Solo-queue players can use her Updraft and Tailwind to break through tight chokeholds, and her Cloudburts are great for setting up dashes — since you’re able to guide them into place.
That being said, without learning the basics for map awareness, Jett has huge potential to fall flat on her face. Dashing into a corridor full of enemies is only going to end one way.
But a good understanding can go a long way to make her a versatile Op-er, or a fun option to get behind enemy lines. Though she’s becoming popular for players that prioritize high mobility, be careful not to use that agility to dash toward a quicker death.

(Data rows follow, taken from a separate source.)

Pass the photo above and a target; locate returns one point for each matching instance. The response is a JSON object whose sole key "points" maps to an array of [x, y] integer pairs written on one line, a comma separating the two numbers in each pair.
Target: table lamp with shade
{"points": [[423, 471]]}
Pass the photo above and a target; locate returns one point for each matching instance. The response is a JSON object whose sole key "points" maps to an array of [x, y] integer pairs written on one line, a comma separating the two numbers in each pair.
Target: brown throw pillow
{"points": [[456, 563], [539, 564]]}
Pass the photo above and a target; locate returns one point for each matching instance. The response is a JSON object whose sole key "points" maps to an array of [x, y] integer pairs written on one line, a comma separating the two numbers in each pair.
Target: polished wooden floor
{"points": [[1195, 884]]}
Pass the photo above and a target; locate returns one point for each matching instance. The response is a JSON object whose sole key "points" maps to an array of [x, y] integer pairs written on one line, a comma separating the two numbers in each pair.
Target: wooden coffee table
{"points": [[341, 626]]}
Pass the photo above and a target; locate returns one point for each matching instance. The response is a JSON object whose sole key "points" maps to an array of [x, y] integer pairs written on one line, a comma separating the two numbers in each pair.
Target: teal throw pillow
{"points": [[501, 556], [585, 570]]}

There are so many good things to say about Viper’s abilities, but they mostly apply to a coordinated environment, not solo-queue.
Toxic Screen can come up and down at will, which opens up mid or late-round readjustments. Her Poison Cloud is fine and can create fantastic — but obvious — one way smokes.
While her Snake Bite is scarcely usable, her Ultimate can realistically stop the other team’s plans in its tracks.
She sounds like a really well-balanced Agent, but that’s only if you have a team who is willing to have a semblance of cohesion. Solo-queue is not an environment where a good Viper can really shine, and that’s why she finds herself rock bottom of our tier list.
The great thing about Valorant’s Agents, is that anyone is fun and viable in the right scenario. It’s not unusual to find a Sova who routinely uses a Recon Bolt for a double-kill through a wall, or a Viper who can run circles around a Defense’s weak side.
But going into Competitive with a character that offers more tools for a wide range of situations will make climbing the ranks as a solo queued player much more sustainable.